The latest data shows about 18,000 vehicles a day use major connection roads like Exit 57 at Oxenford, which is more than 3000 over the capacity for the ramp’s design.
By 5am on the overhead bridge to Dreamworld, a snakelike light trail appears southbound, the white stream gaining in strength.
It is astonishing to discover that first tradie rush is busier and bustling more than the 7am takeoff of white collar workers to Brisbane offices.
Commute drives wedge between family
LIFE is a balancing act for Tim Naylor and his family.
The 41-year-old commutes to Brisbane and Ipswich every day for his job as a recruitment manager, but he tries not to take the M1 anymore.
“I get the train because the traffic’s so bad,” Mr Naylor said. “I just find the drive back (at 4.30pm) would be 2.5 hours long.”
Sometimes he still needed to use the M1 and said he left for work earlier to get home to spend time with his family.
“It’s a balancing act I suppose, to work in Brisbane and have the lifestyle of the Gold Coast,” he said, adding it placed a strain on his relationship with his family.
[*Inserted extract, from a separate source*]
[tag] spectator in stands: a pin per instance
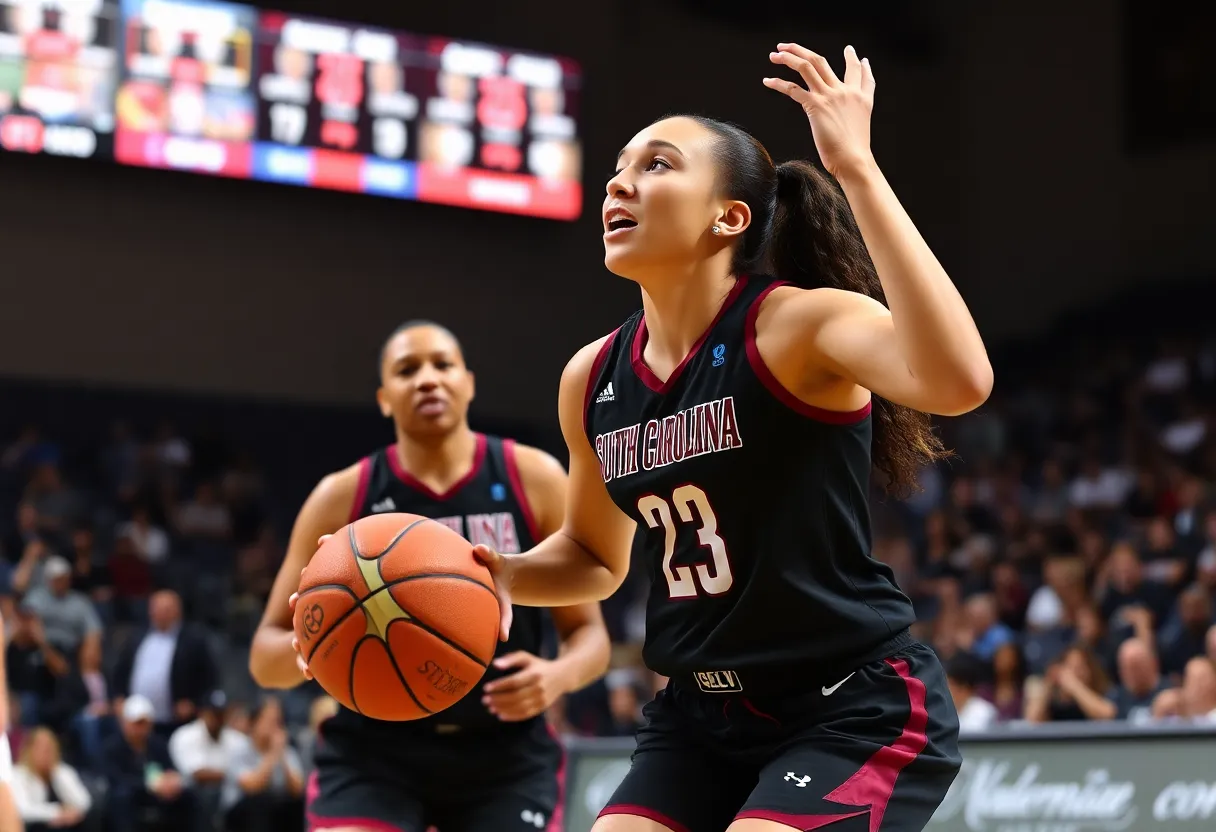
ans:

Last week his daughter, Maye, 8, asked him: “Will you be back tonight to say ‘night-night’ to me daddy?”
And his six-year-old son, Indie, wanted to spend time with him after work, leaving him torn between trying to help wife, Donna, prepare dinner or play with his son.
“From a personal perspective it eats into what you can do for yourself,” he said. “My wife and I enjoy exercising together, but it’s tricky to find time for things like that.”